Is this an acceptable behavior, or a GCC bug?
The code:
#include <filesystem>
#include <iostream>
namespace fs = std::filesystem;
int main()
{
for (fs::path p : {"///", "///a"})
std::cout
<< p
<< "\nparent: " << p.parent_path()
<< "\nbegin: " << *p.begin()
<< "\nroot_dir: " << p.root_directory()
<< "\n\n";
}
GCC 16 output:
"///"
parent: "///"
begin: "///"
root_dir: "/"
"///a"
parent: "/" <- ???
begin: "/"
root_dir: "/"
Clang 22 output:
"///"
parent: "///"
begin: "/"
root_dir: "/"
"///a"
parent: "///" <- OK
begin: "/"
root_dir: "/"
I tried reading the draft of the standard, where parent_path() is documented to return a path whose generic format pathname is the longest prefix of the generic format pathname of *this that produces one fewer element in its iteration., but the iteration confuses me even more.
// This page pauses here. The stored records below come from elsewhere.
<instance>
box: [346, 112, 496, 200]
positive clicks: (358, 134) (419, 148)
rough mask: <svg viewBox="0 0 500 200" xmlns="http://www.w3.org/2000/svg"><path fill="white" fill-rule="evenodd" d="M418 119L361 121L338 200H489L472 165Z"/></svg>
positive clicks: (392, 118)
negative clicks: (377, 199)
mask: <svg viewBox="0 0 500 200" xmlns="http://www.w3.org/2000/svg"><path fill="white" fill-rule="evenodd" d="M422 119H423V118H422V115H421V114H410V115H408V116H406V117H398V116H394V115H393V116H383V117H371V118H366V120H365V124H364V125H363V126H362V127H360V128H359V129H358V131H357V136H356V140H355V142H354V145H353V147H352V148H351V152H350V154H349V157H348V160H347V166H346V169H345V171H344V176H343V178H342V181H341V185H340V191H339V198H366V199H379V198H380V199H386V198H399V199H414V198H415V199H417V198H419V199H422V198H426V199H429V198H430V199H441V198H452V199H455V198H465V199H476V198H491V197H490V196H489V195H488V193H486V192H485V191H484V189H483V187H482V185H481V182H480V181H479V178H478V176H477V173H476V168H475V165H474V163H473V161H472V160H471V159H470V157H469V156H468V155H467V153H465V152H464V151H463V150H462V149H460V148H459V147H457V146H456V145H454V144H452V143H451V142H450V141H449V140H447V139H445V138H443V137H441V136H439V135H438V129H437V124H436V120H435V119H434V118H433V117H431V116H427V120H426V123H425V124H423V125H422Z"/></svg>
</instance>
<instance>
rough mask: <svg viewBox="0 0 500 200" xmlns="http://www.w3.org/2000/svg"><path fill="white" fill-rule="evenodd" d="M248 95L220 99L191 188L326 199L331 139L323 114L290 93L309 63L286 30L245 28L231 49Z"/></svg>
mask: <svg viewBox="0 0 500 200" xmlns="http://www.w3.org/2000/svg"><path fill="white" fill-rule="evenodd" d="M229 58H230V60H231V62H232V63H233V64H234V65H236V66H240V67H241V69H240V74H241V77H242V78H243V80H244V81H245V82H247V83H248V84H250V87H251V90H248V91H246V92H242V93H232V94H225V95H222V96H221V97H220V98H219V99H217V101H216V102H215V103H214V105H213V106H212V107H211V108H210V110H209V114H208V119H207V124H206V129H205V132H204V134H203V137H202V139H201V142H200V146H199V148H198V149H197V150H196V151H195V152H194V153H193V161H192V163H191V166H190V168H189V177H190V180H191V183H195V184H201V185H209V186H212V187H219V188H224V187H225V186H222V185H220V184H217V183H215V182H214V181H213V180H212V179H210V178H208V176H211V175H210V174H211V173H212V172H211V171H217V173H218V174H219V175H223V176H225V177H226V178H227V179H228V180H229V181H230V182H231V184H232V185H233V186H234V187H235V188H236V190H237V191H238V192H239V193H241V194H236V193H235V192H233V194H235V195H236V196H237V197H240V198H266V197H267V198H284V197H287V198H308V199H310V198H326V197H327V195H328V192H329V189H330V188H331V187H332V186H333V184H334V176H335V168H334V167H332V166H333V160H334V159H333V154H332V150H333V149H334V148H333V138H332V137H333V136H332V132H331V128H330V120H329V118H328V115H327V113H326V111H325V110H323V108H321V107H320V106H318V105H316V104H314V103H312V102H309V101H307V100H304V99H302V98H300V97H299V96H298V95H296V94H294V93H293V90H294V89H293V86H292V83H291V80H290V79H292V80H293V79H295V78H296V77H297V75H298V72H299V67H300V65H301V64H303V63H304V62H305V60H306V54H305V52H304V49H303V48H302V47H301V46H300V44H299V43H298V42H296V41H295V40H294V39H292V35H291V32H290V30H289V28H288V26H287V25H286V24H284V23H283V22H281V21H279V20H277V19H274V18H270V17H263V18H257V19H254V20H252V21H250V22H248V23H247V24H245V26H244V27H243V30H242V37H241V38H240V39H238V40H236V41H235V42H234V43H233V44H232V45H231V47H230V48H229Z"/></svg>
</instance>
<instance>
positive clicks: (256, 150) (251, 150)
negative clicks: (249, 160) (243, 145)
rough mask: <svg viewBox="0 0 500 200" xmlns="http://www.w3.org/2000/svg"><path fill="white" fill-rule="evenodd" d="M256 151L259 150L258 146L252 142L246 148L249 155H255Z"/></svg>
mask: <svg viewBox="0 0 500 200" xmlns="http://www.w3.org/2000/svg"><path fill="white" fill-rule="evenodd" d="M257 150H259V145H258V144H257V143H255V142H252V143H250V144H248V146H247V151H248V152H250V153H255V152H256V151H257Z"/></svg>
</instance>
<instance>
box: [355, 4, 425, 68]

The thing is, the path iterators are documented to return the root name first (does not exist in the examples above), and then the root directory. As you can see in the above, root_directory() is / everywhere and is equal to begin() in all cases except for the /// path in GCC, where begin() is ///. In this case, GCC seems to agree with the standard (as I understand it) as the first element of the iteration is always equal to the root directory, while Clang now strips the extra slashes from the first element.
///is equivalent to/, so///usrand/usrare equivalent (e.g. refer to the same directory). From that perspective, both gcc and clang's approach are "acceptable" - they still resolve as the same path.